Last updated on Feb 11, 2008

Posted on Feb 11, 2008

Since we are in the global “love/romance” season until this weekend, here is something on that very loving act of kissing.  An act which involves roughly 42% of our cranial nerves which are busy transporting nervous messages between lips, tongues (depending on the depth of the act), cheeks, nose, eyes (if they are open) and the brain.  The muscles also play an important part – a total of thirty-four muscles working cooperatively. The most important being the orbicularis oris muscle, which is used to pucker the lips and informally known as the kissing muscle.

As simple as an act it seems to be it affects the male and female in different ways.  In a study where psychologists from Lafayette College were checking out the hormonal levels in couples after and before kissing, and had predicted an increase in oxytocin – which influences social recognition, male and female orgasm, and childbirth.  Since females in the study had higher levels of intimacy in their relationships, they thought this hormone would hit them more.  Naah.  It was the males who scored higher on that front.  Possible reason: females must require more than a kiss to feel emotionally connected or sexually excited during physical contact.  Something like a romantic atmosphere.

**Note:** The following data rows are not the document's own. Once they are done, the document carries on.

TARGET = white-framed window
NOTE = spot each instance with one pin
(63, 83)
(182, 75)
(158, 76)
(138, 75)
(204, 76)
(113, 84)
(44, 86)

Prof Gallup believes kissing goes “deeper” than that!  It helps in gauging the mate selection and also gives information on the extent to which a partner is willing to commit to raising children, a central issue in long-term relationships and crucial to the survival of our species.

However, Kissing has not always had this close linkage with sensual world and the act of mating.  It was very common in Middle Eastern and Eastern European countries in a very asexual way.  In fact it was considered proper only when between two men, two women, or parents kissing their children in the Middle east.  In Eastern Europe it was the way two men would greet or bid farewell to each other.  This asexual nature of kiss was destroyed by the Western European morals that intervened and brought their own baggage along.

The above picture from LIFE magazine taken at Times Square (NY) at the end of WWII (Aug. 14, 1945) is probably the most famous illustration of a passion act yet lacking sexual overtones.  It was a spontaneous expression of happiness by the sailor.  The picture was taken by Alfred Eisenstaedt (a Houston forensics expert verified the identity of the sailor as Glenn McDuffie).

Evolutionary history

In 1960, British zoologist, suggested that kissing may be an evolutionary remnant of our ancestors.  It may have, he suggested, come from the practice of mothers chewing up food before giving it to their kids through mouth-to-mouth mechanism.  Chimps show this behavior.

Strange as it may seem our past requirements may be influencing our current passions and entertainment!